Judith en avait constaté, en effet, quelques-unes : excitante, puis sédative, puis, en usage chronique, cécitante. Oui, ça rendait aveugle. La faute à une distillation simple mêlée à une hygiène douteuse, et le refus d’ôter les têtes et queues de distillation. « Les gamins ont déjà du mal à comprendre qu’un pinard ait du corps, alors une tête et une queue, on n’est pas rendus, asteur ! », justifiait-il dans l’intimité du banquet annuel du village.
Sachant tout ceci, Judith pesta. « Mon cher Hyacinthe, ton remède, c’est pas une conséquence, c’est une des causes de ton problème. Je vais te préparer une dose d’aspiri… d’acide acétylsa… Une tisane d’écorce de saule. Pas trop chaude.
– Avec du miel.
– Avec du miel.
– Et moins fort.
– Et moins fort.
– Et un nuage de lait.
– Et un nuage de… Tu ne te moquerais pas, là, tout de suite, maintenant, par hasard ?
– Moi ?, dit Hyacinthe, avec un rictus mi-choqué, mi-douloureux, mi-narquois.
– T’es encore ruisselant d’eau de vaisselle, t’as un bout de salade dans les cheveux, je serai toi, je ne ferai pas le malin. »
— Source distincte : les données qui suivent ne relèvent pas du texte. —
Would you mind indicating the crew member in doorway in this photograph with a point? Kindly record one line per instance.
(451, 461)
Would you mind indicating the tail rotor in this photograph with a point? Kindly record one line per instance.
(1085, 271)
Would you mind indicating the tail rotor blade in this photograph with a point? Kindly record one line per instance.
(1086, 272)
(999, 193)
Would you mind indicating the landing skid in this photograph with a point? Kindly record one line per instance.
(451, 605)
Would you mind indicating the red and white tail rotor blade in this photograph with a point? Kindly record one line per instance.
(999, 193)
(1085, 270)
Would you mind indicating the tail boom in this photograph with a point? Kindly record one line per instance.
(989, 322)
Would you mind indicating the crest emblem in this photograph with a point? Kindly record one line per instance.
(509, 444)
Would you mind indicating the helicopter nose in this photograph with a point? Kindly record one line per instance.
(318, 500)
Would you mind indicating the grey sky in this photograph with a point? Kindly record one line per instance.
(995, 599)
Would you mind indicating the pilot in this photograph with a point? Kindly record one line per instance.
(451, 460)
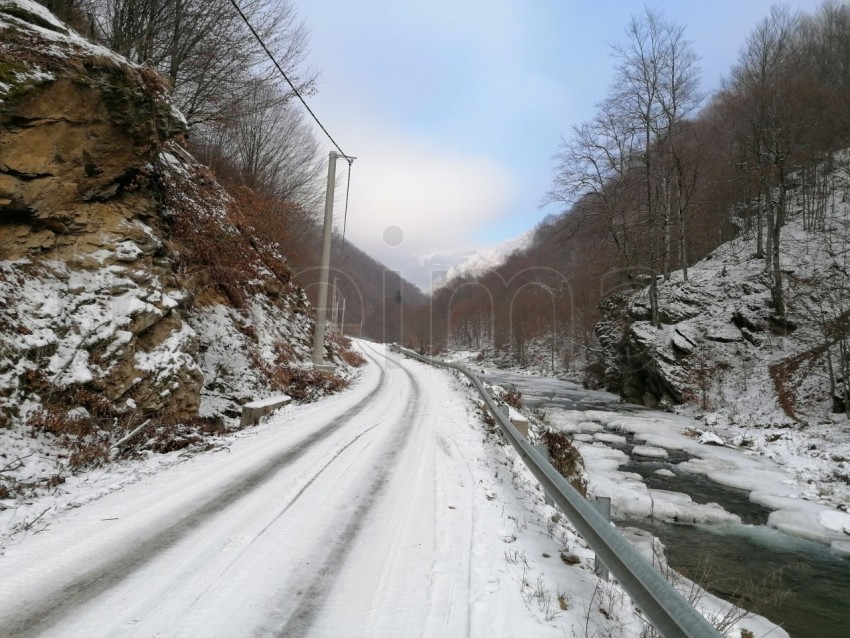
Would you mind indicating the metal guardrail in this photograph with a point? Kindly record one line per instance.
(669, 612)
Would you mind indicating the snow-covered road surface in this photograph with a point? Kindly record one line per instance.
(369, 513)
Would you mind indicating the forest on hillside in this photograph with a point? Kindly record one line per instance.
(245, 123)
(662, 175)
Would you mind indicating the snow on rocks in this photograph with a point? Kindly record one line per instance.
(649, 452)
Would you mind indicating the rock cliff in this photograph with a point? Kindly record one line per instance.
(720, 345)
(131, 285)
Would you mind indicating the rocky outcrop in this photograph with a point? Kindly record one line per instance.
(720, 346)
(129, 286)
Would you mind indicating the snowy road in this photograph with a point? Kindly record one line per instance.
(354, 516)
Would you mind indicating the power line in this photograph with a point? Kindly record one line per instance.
(288, 81)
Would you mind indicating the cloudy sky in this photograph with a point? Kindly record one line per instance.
(454, 108)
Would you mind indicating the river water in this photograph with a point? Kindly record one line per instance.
(800, 585)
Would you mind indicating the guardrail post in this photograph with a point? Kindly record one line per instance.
(544, 452)
(667, 609)
(601, 504)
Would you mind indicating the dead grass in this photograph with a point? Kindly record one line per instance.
(565, 458)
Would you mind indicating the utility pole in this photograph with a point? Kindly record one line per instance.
(342, 320)
(322, 305)
(335, 305)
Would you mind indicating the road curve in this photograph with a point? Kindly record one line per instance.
(333, 518)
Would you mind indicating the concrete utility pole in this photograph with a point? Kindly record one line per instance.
(322, 305)
(342, 320)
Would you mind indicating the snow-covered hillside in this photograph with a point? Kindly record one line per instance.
(134, 296)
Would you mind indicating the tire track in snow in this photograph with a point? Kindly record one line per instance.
(313, 597)
(45, 613)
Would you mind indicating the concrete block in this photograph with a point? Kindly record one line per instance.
(253, 411)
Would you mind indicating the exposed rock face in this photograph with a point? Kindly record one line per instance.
(719, 344)
(122, 273)
(88, 292)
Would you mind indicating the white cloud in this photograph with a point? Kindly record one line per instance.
(438, 197)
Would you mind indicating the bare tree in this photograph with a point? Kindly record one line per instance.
(656, 89)
(770, 102)
(205, 50)
(593, 175)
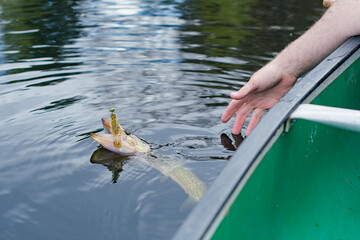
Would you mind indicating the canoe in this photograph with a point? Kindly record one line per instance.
(292, 179)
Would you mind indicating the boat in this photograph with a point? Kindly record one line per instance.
(292, 178)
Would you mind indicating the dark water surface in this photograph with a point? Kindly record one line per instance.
(166, 66)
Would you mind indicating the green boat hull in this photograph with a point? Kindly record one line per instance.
(292, 180)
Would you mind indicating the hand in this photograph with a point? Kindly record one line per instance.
(264, 89)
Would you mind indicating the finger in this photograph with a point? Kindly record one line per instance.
(241, 115)
(244, 91)
(233, 106)
(255, 118)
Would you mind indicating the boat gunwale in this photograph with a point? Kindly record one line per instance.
(209, 212)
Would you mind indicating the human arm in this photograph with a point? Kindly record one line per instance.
(270, 83)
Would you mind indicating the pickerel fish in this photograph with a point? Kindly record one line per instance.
(119, 141)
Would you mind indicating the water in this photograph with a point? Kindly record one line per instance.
(166, 66)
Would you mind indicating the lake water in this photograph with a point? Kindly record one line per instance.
(167, 66)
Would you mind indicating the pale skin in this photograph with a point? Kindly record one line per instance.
(271, 82)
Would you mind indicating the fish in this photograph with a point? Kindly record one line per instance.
(119, 141)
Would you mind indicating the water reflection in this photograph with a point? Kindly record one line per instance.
(180, 174)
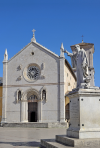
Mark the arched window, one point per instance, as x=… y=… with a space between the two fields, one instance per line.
x=19 y=95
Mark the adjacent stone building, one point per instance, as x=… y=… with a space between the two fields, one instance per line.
x=35 y=82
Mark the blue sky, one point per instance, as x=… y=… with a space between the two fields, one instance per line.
x=55 y=21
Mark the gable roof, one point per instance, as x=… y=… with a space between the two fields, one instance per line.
x=83 y=44
x=35 y=43
x=69 y=66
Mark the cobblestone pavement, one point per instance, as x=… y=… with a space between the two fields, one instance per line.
x=27 y=137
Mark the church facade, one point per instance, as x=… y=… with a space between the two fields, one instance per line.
x=35 y=82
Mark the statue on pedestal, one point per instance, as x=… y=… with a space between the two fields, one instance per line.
x=80 y=62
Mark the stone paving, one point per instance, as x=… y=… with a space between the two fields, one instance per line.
x=27 y=137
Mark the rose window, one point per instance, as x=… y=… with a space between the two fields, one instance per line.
x=33 y=72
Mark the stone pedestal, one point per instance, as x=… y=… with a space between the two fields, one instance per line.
x=84 y=114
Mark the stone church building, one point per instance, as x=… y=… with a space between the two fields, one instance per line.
x=35 y=83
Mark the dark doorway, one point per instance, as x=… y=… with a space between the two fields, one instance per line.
x=67 y=115
x=32 y=111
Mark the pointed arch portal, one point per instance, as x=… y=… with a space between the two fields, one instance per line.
x=31 y=106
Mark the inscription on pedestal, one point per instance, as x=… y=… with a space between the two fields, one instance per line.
x=74 y=109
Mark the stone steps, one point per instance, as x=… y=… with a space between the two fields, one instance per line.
x=51 y=143
x=36 y=125
x=66 y=140
x=62 y=141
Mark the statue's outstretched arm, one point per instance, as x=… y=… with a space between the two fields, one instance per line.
x=68 y=53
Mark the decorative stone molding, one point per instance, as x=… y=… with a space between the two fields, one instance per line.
x=32 y=72
x=29 y=93
x=44 y=94
x=17 y=95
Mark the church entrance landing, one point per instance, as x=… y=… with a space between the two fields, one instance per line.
x=32 y=111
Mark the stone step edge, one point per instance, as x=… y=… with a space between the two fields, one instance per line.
x=65 y=140
x=74 y=142
x=45 y=144
x=35 y=124
x=51 y=143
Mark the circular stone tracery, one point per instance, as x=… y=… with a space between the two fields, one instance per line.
x=33 y=72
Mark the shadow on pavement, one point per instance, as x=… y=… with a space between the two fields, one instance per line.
x=30 y=144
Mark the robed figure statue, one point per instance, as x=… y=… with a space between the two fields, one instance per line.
x=80 y=62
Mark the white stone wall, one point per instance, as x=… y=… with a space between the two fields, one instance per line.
x=50 y=109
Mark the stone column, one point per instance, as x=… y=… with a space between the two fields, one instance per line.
x=40 y=111
x=24 y=111
x=62 y=97
x=84 y=114
x=4 y=98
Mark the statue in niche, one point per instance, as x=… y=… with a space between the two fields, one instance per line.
x=80 y=62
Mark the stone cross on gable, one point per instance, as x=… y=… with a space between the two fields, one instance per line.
x=33 y=32
x=82 y=38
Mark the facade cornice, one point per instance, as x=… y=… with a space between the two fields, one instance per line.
x=35 y=43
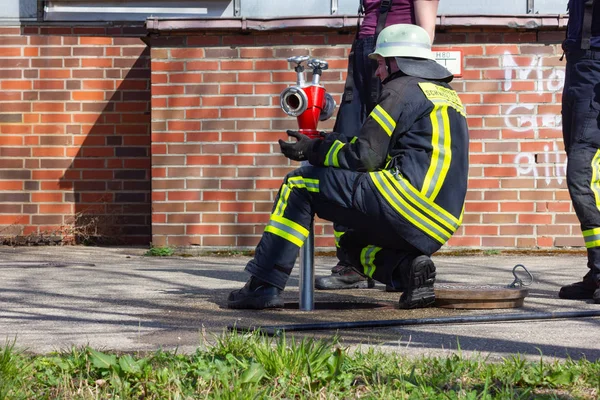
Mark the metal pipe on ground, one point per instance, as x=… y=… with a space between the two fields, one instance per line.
x=274 y=330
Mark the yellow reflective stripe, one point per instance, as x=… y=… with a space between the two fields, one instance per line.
x=282 y=201
x=426 y=205
x=338 y=235
x=291 y=224
x=367 y=259
x=383 y=118
x=285 y=235
x=287 y=229
x=592 y=237
x=442 y=152
x=595 y=184
x=312 y=185
x=443 y=96
x=416 y=217
x=331 y=157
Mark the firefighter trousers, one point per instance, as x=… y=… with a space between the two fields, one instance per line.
x=581 y=134
x=372 y=240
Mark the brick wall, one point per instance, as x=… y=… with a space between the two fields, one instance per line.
x=216 y=119
x=74 y=135
x=76 y=145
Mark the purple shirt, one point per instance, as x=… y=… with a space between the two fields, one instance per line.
x=401 y=12
x=576 y=11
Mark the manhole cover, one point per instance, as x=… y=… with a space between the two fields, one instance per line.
x=479 y=296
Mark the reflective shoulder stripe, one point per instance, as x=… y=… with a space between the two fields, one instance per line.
x=367 y=259
x=383 y=118
x=408 y=211
x=281 y=204
x=404 y=186
x=441 y=154
x=441 y=95
x=331 y=159
x=312 y=185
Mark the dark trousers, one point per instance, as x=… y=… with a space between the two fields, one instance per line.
x=581 y=134
x=355 y=109
x=372 y=242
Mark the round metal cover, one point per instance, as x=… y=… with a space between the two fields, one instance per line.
x=478 y=296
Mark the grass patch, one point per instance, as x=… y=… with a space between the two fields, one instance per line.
x=160 y=251
x=251 y=366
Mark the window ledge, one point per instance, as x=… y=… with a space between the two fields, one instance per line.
x=172 y=26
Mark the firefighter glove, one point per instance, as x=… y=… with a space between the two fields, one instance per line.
x=297 y=151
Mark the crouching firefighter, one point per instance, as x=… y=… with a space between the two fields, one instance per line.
x=399 y=187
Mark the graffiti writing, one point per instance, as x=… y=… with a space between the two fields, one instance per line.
x=523 y=117
x=548 y=164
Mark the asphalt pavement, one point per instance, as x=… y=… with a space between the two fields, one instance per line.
x=117 y=299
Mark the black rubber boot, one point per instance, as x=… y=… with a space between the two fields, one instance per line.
x=583 y=290
x=256 y=295
x=343 y=277
x=420 y=293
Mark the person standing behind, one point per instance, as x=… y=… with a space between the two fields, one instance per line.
x=361 y=93
x=581 y=135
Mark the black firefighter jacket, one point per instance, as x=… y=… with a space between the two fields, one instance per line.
x=415 y=147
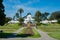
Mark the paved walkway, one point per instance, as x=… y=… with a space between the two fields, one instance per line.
x=44 y=36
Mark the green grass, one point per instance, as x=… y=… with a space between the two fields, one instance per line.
x=53 y=30
x=9 y=28
x=35 y=35
x=55 y=35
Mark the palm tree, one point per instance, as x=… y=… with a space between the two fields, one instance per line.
x=20 y=11
x=17 y=15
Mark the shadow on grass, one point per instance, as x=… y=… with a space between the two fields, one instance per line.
x=13 y=35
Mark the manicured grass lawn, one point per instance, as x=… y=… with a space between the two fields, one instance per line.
x=35 y=35
x=55 y=35
x=9 y=28
x=53 y=30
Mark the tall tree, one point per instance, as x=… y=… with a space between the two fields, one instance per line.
x=8 y=19
x=37 y=16
x=20 y=11
x=55 y=15
x=17 y=15
x=44 y=16
x=2 y=15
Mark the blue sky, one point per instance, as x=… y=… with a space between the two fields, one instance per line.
x=11 y=6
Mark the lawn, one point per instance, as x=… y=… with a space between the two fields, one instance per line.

Et elle s’en fut dans sa cuisi… dans son labo… dans … Là où elle préparait ses trucs avec force incantations magiques. Enfin, incantations magiques… Disons que Judith avait un langage particulièrement fleuri, abondant et varié, et qu’effectivement, « saleté de vésicule enflammée par les vapeurs méphitiques de ces enfoirées de terres rares à la stabilité copiée sur un funambule sous psychotrope », pour un observateur ignare, ça peut passer pour l’invocation des puissances chtoniennes et impies. Alors qu’il ne s’agit que d’un honnête juron. Et elle fouilla, fouilla… « Non, pas ça, ça c’est pour blanchir le linge. D’où-ce que j’ai mis l’aspiri.. Non, pas ça non plus, ça c’est un somnifère. Tudieu, mais d’où-ce qu’est cette écorce de saule ? Non, pas ça, ça va lui faire des trous dans l’estomac. Et aussi après l’estomac. Tiens, c’est quoi, ça ? Ah oui, je me rappelle. Et c’est encore stable ? Pas mal, pas mal… Bon sang, j’en avais à ne savoir qu’en faire… Ça on ne touche pas, c’est sensible aux chocs. Cré nom, j’étais persuadée qu’il m’en restait ici… Oh, j’ai de l’huile de benjoin ? Il faudrait que j’en fasse quelque chose… »
Hyacinthe, lui allait mieux. Pas mieux-top ou mieux-mieux, mais mieux quand même. Il se leva, histoire de ne pas paraître totalement étranger aux soins que Judith se proposait de lui prodiguer. Et par masochisme, ou par curiosité – c’est à peu près pareil, il se dirigea vers là où ça faisait le plus mal au crâne : les sons de contenants divers qui étaient entrechoqués.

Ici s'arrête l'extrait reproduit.